KazakhstanAs part of a broader public relations and lobbying push, Kazakhstan's government paid Johns Hopkins University to author three reports about the country. The arrangement was brokered through APCO Worldwide, Kazakhstan's Washington DC lobbying firm. The Kazakh government paid $52,300 for reports titled "Kazakhstan's New Middle Class" and "Parliament and Political Parties in Kazakhstan." A third report, "Kazakhstan in its Neighborhood," was "also underwritten by the government," but lobbying reports that would disclose the amount paid for it are not yet available. The reports, issued by the Central Asia-Caucasus Institute at Johns Hopkins, do not disclose the Kazakhstan funding. Institute director S. Frederick Starr said their "relationship was only with the lobbying firm and not directly with the government." He added that "the entire editorial process was 100 percent in our hands." The author of the third report, Hudson Institute fellow Richard Weitz, said, "It's an important topic so I would have written about it anyway." The Kazakhstan funding also required the Johns Hopkins Institute to sponsor "think tank discussions" on each report, "sponsored by the Central Asia-Caucasus Institute."

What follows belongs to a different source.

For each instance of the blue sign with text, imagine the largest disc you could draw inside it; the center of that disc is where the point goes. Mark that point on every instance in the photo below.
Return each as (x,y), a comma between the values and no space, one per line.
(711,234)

A cousin of mine attended JHU and spoke of it with enthusiasm bordering on reverence. As I recall, the place built its reputation on seeking and defining Truth in the grand tradition of Socrates, Plato, et al. Questioning how an apparent truth has been arrived at is the key; through constant challenges, students are taught to dig deeper and deeper into things, and look from all angles at how they look at things. But, as I wrote the head of JHU after seeing this news item on the ABC website, he has about a week to decide whether all that was just hot air and a bad joke. As we've seen in Louisiana and Burma, it's not the size of the initial storm that counts as much as whether and how the authorities deal with it. (I suggested the NY Times response to made-up news features offered a good parallel — everybody involved got fired, right up to Howell Raines.) No reply of course — nor from the Baltimore Sun editors and JHU department heads I cc'ed my message to. Now that Harpers is running the story — — it will have to be discussed at academic dinner parties at least.